Data & Decisions

Lab Assignment #3

Agata Braja, Vinicius Quintanilha

October 11, 2024

Load the Panel Study of Income CSV file:

PSID <- read.csv("PSID.csv", stringsAsFactors = TRUE)

Part I

Compute the sample average and sample SD of family income.

mean_income <- mean(PSID$Income)
sd_income <- sd(PSID$Income)
cat("Sample average of family income:", mean_income, "\n")

## Sample average of family income: 77895.38

cat("Sample SD of family income:", sd_income, "\n")

## Sample SD of family income: 88959.81

Compute the min, max, median and quartiles of family income.

summary <- summary(PSID$Income)
summary

##    Min. 1st Qu.  Median    Mean 3rd Qu.    Max. 
## -267900   28000   55076   77895  100100 2125100

3.Compute the following percentiles: 90, 95, 99, 99.5, 99.9. (Hint: use the R command quantile.)

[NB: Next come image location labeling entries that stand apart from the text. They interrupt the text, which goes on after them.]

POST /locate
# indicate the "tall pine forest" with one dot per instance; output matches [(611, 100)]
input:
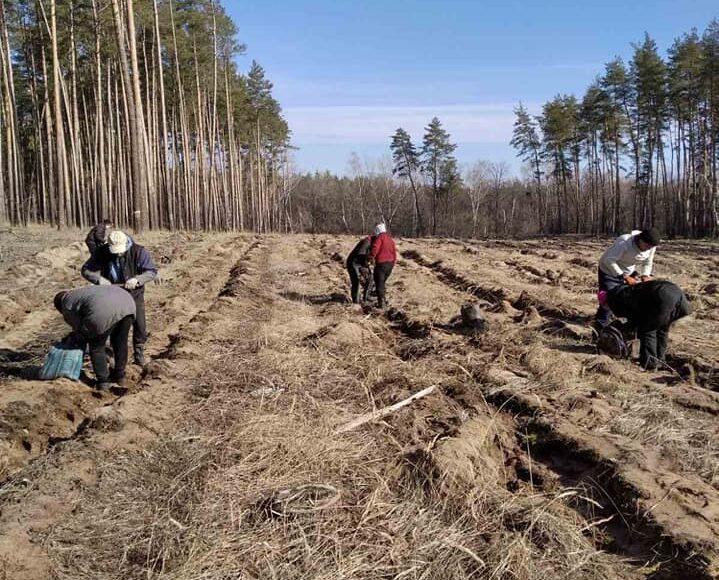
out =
[(136, 110)]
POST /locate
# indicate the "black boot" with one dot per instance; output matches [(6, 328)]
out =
[(139, 354)]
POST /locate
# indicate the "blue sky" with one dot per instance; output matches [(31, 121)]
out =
[(348, 73)]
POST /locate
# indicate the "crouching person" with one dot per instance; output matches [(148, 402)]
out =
[(98, 313), (650, 308), (358, 269), (125, 263)]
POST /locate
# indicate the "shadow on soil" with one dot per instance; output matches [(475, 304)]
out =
[(333, 298)]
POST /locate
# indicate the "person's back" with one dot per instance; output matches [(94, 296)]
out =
[(95, 309), (384, 254), (105, 267), (384, 249), (649, 305), (360, 252), (650, 308)]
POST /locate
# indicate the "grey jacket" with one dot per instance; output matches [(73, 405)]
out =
[(94, 310)]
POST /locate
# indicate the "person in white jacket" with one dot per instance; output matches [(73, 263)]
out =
[(629, 260)]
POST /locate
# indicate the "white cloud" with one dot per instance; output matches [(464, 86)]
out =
[(475, 123)]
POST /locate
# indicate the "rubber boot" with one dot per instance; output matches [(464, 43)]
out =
[(139, 354)]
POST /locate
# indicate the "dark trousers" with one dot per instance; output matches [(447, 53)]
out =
[(139, 327), (381, 274), (118, 336), (357, 280), (653, 347), (607, 283)]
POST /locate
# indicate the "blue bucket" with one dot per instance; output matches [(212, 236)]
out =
[(63, 360)]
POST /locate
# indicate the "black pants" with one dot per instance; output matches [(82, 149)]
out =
[(118, 335), (139, 327), (653, 347), (356, 280), (381, 274), (606, 283)]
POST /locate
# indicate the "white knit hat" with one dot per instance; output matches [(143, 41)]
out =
[(117, 242)]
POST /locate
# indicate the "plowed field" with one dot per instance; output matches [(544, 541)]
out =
[(229, 455)]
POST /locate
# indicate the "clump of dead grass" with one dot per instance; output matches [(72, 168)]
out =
[(196, 508), (685, 438)]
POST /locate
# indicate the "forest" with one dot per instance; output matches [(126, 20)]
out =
[(137, 110)]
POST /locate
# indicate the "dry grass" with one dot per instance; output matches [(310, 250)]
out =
[(686, 438), (200, 506)]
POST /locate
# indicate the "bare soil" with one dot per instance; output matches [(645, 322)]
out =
[(533, 458)]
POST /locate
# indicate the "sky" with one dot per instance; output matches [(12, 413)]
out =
[(348, 73)]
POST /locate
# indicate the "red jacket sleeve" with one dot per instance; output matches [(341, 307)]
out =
[(376, 247)]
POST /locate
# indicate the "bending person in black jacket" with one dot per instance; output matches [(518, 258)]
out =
[(358, 269), (123, 262), (650, 308), (99, 313)]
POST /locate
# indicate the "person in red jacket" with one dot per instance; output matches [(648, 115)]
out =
[(384, 255)]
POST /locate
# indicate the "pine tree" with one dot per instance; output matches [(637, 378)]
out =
[(437, 163), (406, 165), (527, 142)]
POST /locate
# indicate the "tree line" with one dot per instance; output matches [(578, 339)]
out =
[(135, 110), (638, 149)]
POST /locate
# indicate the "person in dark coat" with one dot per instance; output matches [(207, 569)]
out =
[(125, 263), (97, 313), (651, 308), (98, 236), (384, 254), (358, 269), (629, 260)]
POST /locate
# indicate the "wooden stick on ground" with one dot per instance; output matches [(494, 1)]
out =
[(383, 412)]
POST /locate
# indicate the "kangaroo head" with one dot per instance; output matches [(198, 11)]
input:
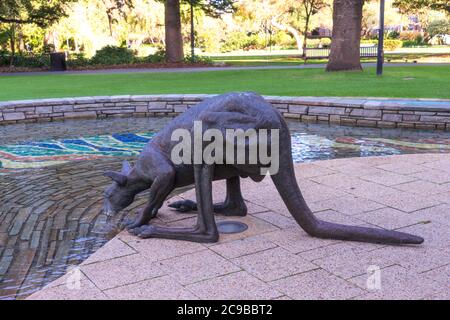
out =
[(120, 194)]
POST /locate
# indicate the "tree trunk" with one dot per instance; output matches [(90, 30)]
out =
[(174, 39), (291, 30), (12, 46), (346, 41), (305, 35)]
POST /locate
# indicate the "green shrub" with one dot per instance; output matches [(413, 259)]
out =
[(78, 60), (437, 27), (111, 55), (198, 59), (393, 35), (4, 58), (158, 57), (411, 36), (391, 45), (243, 41), (25, 60), (369, 41)]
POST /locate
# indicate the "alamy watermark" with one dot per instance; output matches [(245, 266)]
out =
[(373, 278), (233, 146)]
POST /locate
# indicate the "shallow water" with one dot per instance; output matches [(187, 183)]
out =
[(51, 185)]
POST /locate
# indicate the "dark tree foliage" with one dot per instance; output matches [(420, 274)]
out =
[(214, 8), (412, 5), (39, 12)]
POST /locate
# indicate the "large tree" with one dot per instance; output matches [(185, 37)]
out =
[(346, 41), (39, 12), (174, 39)]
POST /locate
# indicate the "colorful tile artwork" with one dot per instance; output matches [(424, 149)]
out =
[(305, 147)]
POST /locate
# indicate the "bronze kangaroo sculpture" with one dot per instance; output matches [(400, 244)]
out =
[(154, 170)]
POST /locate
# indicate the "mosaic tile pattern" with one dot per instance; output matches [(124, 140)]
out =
[(305, 147)]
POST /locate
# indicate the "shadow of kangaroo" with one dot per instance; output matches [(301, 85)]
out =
[(154, 170)]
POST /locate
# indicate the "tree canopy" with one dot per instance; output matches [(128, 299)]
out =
[(39, 12), (413, 5)]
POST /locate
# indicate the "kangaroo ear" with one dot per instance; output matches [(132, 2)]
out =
[(126, 167), (117, 177)]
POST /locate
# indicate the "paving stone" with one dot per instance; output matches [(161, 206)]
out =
[(113, 249), (406, 202), (121, 271), (389, 218), (296, 240), (86, 291), (439, 214), (162, 288), (399, 283), (242, 247), (436, 176), (350, 263), (160, 249), (421, 187), (436, 235), (315, 285), (402, 168), (197, 266), (388, 179), (273, 264), (234, 286), (277, 219), (349, 205), (337, 217)]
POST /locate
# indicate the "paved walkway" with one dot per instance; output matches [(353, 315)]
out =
[(207, 69), (275, 259)]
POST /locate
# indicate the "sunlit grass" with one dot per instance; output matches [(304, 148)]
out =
[(402, 82)]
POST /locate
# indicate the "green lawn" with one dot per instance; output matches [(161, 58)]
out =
[(292, 60), (405, 82)]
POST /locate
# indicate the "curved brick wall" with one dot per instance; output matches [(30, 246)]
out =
[(383, 113)]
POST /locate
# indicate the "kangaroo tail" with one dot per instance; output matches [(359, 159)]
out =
[(287, 187)]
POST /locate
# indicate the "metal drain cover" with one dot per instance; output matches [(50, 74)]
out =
[(229, 227)]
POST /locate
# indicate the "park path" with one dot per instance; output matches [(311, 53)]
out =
[(275, 259), (207, 69)]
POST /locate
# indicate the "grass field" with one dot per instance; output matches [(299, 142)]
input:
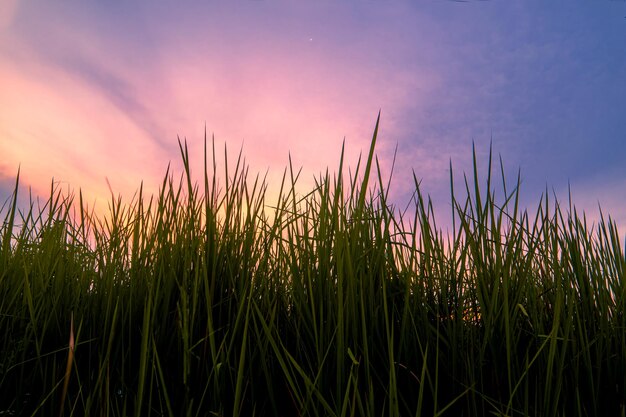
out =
[(211, 300)]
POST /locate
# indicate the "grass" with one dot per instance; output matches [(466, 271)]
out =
[(208, 300)]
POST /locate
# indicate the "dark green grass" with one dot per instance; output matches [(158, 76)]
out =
[(208, 300)]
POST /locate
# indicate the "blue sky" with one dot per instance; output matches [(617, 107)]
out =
[(95, 90)]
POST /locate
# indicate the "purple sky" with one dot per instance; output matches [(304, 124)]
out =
[(91, 90)]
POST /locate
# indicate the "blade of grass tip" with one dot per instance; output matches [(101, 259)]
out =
[(368, 167), (6, 239), (68, 368)]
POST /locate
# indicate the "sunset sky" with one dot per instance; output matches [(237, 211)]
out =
[(97, 90)]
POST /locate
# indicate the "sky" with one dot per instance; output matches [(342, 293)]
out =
[(97, 93)]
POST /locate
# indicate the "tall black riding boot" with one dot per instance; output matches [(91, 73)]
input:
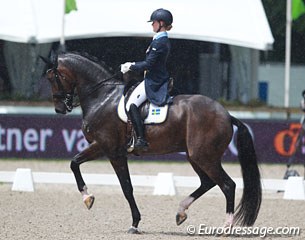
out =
[(137, 122)]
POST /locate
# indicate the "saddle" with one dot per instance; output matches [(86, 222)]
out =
[(150, 113)]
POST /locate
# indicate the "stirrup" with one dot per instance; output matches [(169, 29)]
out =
[(141, 144)]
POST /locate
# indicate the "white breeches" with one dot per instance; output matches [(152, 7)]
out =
[(138, 96)]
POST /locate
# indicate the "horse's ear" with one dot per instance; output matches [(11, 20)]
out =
[(45, 60), (54, 58)]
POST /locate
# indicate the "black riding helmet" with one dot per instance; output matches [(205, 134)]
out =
[(162, 14)]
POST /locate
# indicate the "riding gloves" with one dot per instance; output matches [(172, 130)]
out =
[(125, 67)]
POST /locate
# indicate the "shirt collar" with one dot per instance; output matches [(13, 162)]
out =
[(159, 35)]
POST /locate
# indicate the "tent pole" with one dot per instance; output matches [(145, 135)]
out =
[(62, 37), (287, 53)]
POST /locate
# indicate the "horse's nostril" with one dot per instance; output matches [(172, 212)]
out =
[(60, 111)]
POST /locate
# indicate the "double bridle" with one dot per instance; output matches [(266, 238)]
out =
[(68, 97), (65, 97)]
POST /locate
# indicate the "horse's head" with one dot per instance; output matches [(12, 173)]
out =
[(62, 85)]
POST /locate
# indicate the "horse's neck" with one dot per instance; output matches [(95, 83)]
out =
[(104, 98)]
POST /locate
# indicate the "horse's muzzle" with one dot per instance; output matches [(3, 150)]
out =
[(61, 111)]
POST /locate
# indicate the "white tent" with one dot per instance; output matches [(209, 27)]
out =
[(236, 22)]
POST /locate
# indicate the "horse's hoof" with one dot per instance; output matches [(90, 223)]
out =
[(134, 230), (180, 218), (89, 201)]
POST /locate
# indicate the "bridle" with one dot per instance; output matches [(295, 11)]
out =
[(68, 97), (64, 96)]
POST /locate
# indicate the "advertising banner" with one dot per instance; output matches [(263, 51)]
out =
[(55, 136)]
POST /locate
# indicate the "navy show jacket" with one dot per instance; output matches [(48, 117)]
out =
[(156, 76)]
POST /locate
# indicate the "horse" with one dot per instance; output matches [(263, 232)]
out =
[(197, 125)]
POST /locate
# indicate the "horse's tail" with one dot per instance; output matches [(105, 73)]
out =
[(248, 208)]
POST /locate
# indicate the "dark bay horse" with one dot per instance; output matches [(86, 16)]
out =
[(196, 124)]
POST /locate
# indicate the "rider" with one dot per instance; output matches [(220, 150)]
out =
[(155, 84)]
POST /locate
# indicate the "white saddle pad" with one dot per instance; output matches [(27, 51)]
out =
[(156, 114)]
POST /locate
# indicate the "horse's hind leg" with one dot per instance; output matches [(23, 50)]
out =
[(121, 169), (90, 153), (227, 186), (205, 185)]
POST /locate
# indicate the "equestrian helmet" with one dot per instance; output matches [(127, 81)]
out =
[(162, 14)]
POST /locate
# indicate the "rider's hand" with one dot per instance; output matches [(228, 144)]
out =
[(125, 67)]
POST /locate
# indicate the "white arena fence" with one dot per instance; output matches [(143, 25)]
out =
[(165, 183)]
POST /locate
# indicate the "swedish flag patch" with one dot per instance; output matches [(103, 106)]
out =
[(155, 111)]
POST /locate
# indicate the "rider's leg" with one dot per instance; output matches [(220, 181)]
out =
[(137, 97)]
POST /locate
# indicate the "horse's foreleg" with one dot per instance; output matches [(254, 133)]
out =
[(206, 184), (90, 153), (121, 169)]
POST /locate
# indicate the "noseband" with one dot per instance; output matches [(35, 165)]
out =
[(62, 95)]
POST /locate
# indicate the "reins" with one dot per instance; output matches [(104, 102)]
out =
[(103, 82)]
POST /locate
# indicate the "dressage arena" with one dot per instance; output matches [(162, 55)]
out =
[(56, 211)]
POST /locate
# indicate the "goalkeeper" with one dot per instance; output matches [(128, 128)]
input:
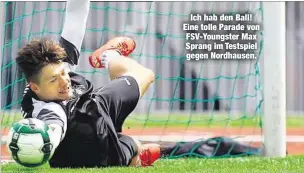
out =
[(86, 122)]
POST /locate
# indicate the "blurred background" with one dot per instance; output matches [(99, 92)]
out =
[(185, 87)]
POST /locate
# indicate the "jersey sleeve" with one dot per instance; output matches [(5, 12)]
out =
[(52, 113)]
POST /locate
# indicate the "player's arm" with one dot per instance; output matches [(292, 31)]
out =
[(118, 65), (74, 27)]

percentiles <- quantile(PSID$Income, probs = c(0.90, 0.95, 0.99, 0.995, 0.999))
percentiles

##      90%      95%      99%    99.5%    99.9% 
## 160000.0 210228.0 390724.2 510569.8 978774.7

Histogram family income limiting the X axis to between 0 and $500,000. (Hint 1: To limit the X axis, use the option xlim=c(0,500000) within the hist command. Hint 2: In order to get a more informative histogram you will want to use the breaks=N option in the hist command, which makes R divide the data into N bars, where you can choose N to be any number that you think provides an informative histogram.)

hist(PSID$Income, col="turquoise1", breaks = 500, xlim = c(0, 500000), main = "Histogram of Family Income", xlab = "Income")

Is U.S. family income Normally distributed? Make an argument to support your answer using the statistics and histogram you computed above.

# Plot histogram with normal curve overlay
hist(PSID$Income, col="turquoise1", breaks = 500, xlim = c(0, 500000), probability = TRUE, 
     main = "Histogram of Family Income", xlab = "Income")
curve(dnorm(x, mean = mean_income, sd = sd_income), add = TRUE, col = "red", lwd = 2)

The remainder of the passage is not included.